As described above, according to the present invention, the inflow water amount of a reservoir can be predicted by fuzzy arithmetic processing using a fuzzy rule which is easy for the operator to understand, so that the inflow water amount is safe for the operator. It is possible to provide the prediction device of. Moreover, since the tuning of the membership function which is troublesome for the operator is performed by the automatic tuning function of the inflow water amount predicting device, the operator is freed from the tuning work,
It is possible to obtain highly accurate prediction results that match the reservoir and river models that have changed over time.

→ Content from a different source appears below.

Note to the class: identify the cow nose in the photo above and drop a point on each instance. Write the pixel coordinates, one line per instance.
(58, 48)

[Brief description of drawings]

FIG. 1 is a configuration diagram of an embodiment of an inflow water amount prediction device according to the present invention.

FIG. 2 shows an example of fuzzy rules.

[Fig. 3] An example of a membership function of predicted precipitation difference, early snow depth difference, temperature, and temperature difference.

FIG. 4 is an example of a membership function of a predicted inflow water amount difference.

FIG. 5 is a processing flow of a prediction unit.

FIG. 6 is a processing flow of a tuning means using a neural network.

FIG. 7 shows the membership function converted into a sigmoid function and a bell-shaped function.

FIG. 8 shows fuzzy rules deployed on a network.

[Explanation of symbols]

 1 Transmission Line 2 Input Device 3 Electronic Computer 4 Output Device 31 Meteorological Information Storage Means 32 Actual Inflow Water Storage Means 33 Prediction Means 34 Fuzzy Rule Storage Means 35 Predicted Inflow Water Storage Means 36 Neural Network Tuning Means

Claims (1)

[Claims] 1. A means for storing the input meteorological information and the actual value of the inflow water amount, a means for storing the relationship between the meteorological information and the inflow water amount as a fuzzy rule, and a prediction based on the input information using the fuzzy rule. An inflow water amount predicting device having a means for calculating the inflow water amount and an output device for presenting a prediction result, wherein a means for tuning a membership function of a fuzzy rule by a learning function of a neural network is added. Prediction device.